There is an easy solution — technology. Since 2011, Washington Policy Center has held regular legislative Wake-Up Call forums throughout the state, connecting legislators via video conference to communities in Eastern Washington. Dozens of legislators and more than 1,000 citizens have participated, coming face to face — or screen to screen — with lawmakers.

The state Legislature should learn from these events and from other states and let citizens participate in the legislative process via remote connection.

Allowing the public to give lawmakers remote testimony at fixed locations around the state is not a partisan issue. It is a fairness issue. It would give citizens another opportunity to be part of the lawmaking process. And the idea has bipartisan support.

Allowing remote testimony would also help Washingtonians overcome anything Mother Nature may throw our way during the winter months that the legislature is in session, sometimes cutting off much of the state behind a wall of snow.

According to the National Conference of State Legislatures, several states already provide remote testimony options for citizens.

Nevada’s capital, Carson City, is hundreds of miles away from the state’s main population center, Las Vegas. The Nevada Legislature therefore allows citizens in Las Vegas and across the state the chance to participate via teleconference.

Not only does this technology allow citizens from across Nevada to connect with their lawmakers, it also has the capability to bring in expert testimony from across the country and around the world to help inform the legislative debate.

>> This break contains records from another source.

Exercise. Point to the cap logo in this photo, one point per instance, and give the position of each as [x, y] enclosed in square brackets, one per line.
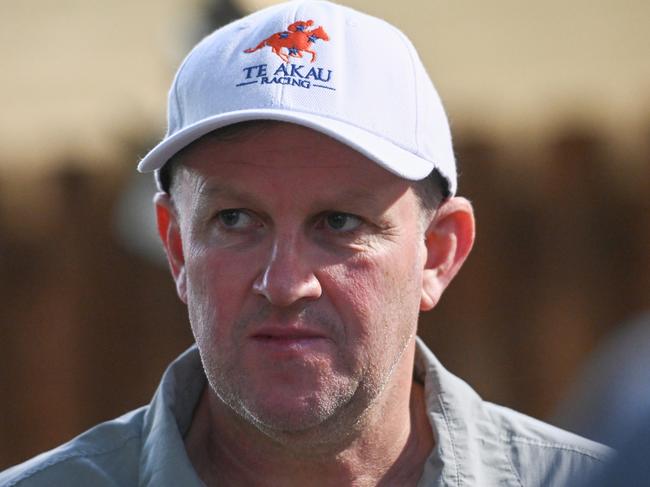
[297, 39]
[289, 46]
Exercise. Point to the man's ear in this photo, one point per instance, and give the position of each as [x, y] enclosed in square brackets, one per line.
[170, 235]
[448, 239]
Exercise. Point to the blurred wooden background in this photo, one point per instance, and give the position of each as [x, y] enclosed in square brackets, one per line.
[87, 327]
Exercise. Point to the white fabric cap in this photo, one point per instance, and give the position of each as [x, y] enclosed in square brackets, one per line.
[346, 74]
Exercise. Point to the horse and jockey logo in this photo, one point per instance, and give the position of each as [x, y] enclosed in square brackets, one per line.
[297, 39]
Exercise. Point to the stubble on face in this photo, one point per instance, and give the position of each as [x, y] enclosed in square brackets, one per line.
[342, 387]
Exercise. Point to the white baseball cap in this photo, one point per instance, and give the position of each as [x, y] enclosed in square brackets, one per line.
[346, 74]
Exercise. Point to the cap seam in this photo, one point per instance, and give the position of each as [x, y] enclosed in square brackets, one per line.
[405, 42]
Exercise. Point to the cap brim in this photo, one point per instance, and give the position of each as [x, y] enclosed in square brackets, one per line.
[391, 157]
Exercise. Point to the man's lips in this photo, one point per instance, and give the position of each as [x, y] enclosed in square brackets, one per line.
[289, 338]
[284, 333]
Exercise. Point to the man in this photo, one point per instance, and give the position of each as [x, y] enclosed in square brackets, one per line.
[308, 212]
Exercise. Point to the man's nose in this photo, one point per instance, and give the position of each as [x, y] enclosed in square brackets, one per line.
[288, 275]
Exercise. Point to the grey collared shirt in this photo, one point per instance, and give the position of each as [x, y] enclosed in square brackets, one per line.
[477, 443]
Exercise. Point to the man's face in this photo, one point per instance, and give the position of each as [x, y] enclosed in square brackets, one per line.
[301, 268]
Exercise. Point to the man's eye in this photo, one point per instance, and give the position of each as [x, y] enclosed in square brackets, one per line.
[342, 222]
[234, 218]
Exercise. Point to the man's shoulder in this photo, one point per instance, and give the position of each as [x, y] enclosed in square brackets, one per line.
[542, 454]
[105, 455]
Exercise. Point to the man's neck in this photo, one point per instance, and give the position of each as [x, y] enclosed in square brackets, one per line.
[390, 448]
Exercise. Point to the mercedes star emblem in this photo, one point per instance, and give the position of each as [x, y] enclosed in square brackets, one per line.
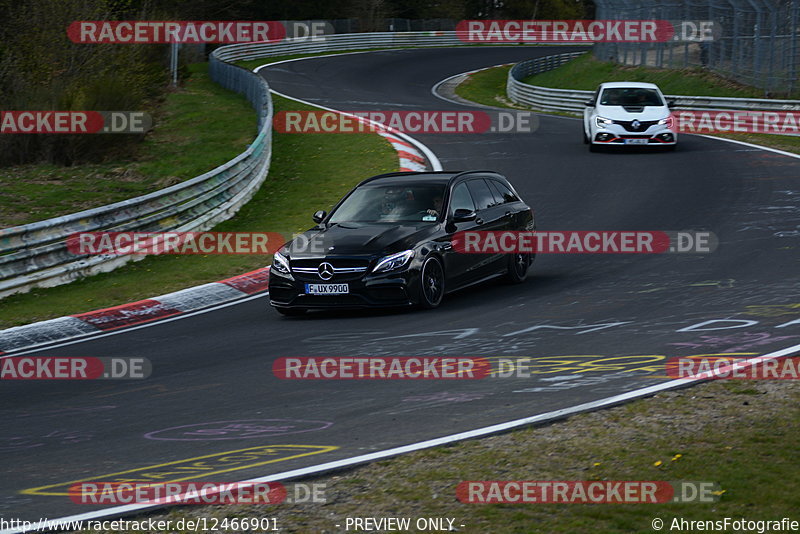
[325, 270]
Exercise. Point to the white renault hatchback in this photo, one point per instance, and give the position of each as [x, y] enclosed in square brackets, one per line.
[628, 113]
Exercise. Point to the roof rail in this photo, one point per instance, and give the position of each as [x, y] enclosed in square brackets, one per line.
[455, 174]
[462, 173]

Washington Policy Center experts recently testified before the Nevada Legislature comfortably and economically from our office in Olympia via teleconference.

In Alaska, where the capitol is geographically set apart from much of the state’s main population area, citizens almost always testify via remote location.

If the legislature truly wishes to hear from all of our state’s citizens, it needs to give those citizens the opportunity to be a part of the process while enacting meaningful transparency reforms.

We stand ready to help lawmakers learn from our example with the legislative Wake-Up Call forums to help make remote testimony for citizens a reality in Washington. This would truly allow us to be one state when it comes to citizen participation in the lawmaking process. The good news is, several lawmakers have already expressed interest in moving this reform forward.

Chris Cargill is Eastern Washington office director for the Washington Policy Center. Jason Mercier is director of the organization’s Center for Government Reform.